El anciano permaneció mudo y al fin Samiq preguntó:

—¿La ballena está varada?

—Sí —replicó Muchas Ballenas en voz baja, de pie en el umbral, y no hizo ademán de ayudar a Samiq a ponerse en pie.

—¿Ha llegado el momento de que le quite el veneno?

—Sí.

Samiq se incorporó, súbitamente inquieto. La actitud de su abuelo denotaba una aspereza que Samiq no alcanzó a comprender.

Muchas Ballenas se volvió y Samiq lo siguió hasta el exterior de la choza, pero se detuvo nada más ver la playa, pues allí no había una ballena.

—Vamos —dijo Muchas Ballenas y señaló el ikyak de Samiq—, ve con tu ballena.

Samiq miró al anciano e intentó desentrañar el significado de sus palabras. Varios cazadores se habían reunido y Roca Dura sonreía ampliamente.

—Tu abuelo dice que te reúnas con tu ballena, pero yo digo que te quedes aquí —intervino Roca Dura—. Los Cazadores de Focas reconocerán tu lanza, ¿verdad? La has pintado a rayas, a juego con tus arpones para focas. Seguramente saben que no deben comer tu veneno.

Foca Agonizante posó una mano en el hombro de Samiq y dijo:

—Tu elección es la que hace todo cazador: alimentar a su pueblo. Tienes poder. Nunca habíamos visto tanto poder.

Roca Dura se adelantó a Foca Agonizante, escupió en el suelo, cerca de sus pies, y miró a Samiq a los ojos. Habló en voz tan baja que Samiq percibió su fondo colérico:

—Jamás serás alananasika. Tu poder no vale nada. ¡No creas que puedes gobernar al pueblo como mandas a las ballenas!

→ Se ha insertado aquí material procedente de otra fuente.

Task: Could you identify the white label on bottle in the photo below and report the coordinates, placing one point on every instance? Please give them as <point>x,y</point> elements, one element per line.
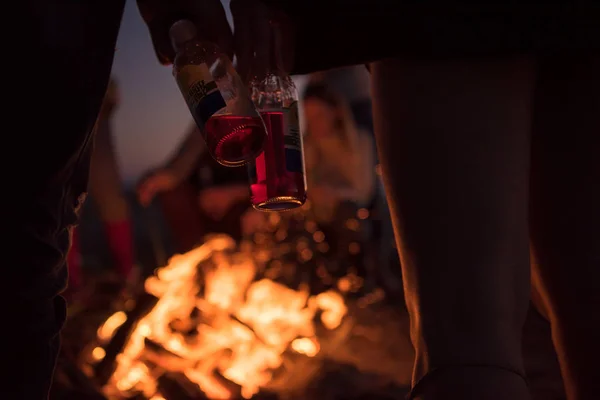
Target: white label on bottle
<point>200,92</point>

Roca Dura le dio la espalda y los demás lo siguieron. Samiq y Muchas Ballenas quedaron solos en la playa. Samiq tuvo la sensación de que aún estaba en el mundo de su transformación como si el mundo que sus ojos veían no fuera real. Él no había dirigido la ballena a la playa de los Primeros Hombres. ¿Había un hombre con tanto poder para hacer semejante cosa?

—Yo no… —empezó a decir Samiq, pero su abuelo lo interrumpió.

—¿Te quedarás o te irás? —preguntó Muchas Ballenas.

—¿Puedo elegir?

—Sí.

Samiq pensó unos instantes en Kiin, en su madre, en la aldea de los Primeros Hombres y en seguida recordó la promesa que le había hecho a Kayugh y a Amgigh. Aún le quedaba mucho que aprender sobre la caza de ballenas.

—Me quedaré —respondió Samiq. Muchas Ballenas asintió con la cabeza—. Yo no envié la ballena… —dijo Samiq, pero su abuelo volvió a interrumpirlo.

—¿Tienes hambre?

Samiq respiró hondo y respondió:

—Sí.

—Le diré a Esposa Gorda que te traiga algo de comer. —Muchas Ballenas echó a andar hacia los ulas, pero se giró y con mirada más afectuosa explicó—: Samiq, el poder de un hombre no es sólo aquel que sabe que posee, sino lo que los demás creen que es. —Con voz serena que pareció fundirse con la bruma fina que se posaba sobre la playa, el abuelo añadió—: Si los Cazadores de Focas fueran mi pueblo, yo habría hecho lo mismo.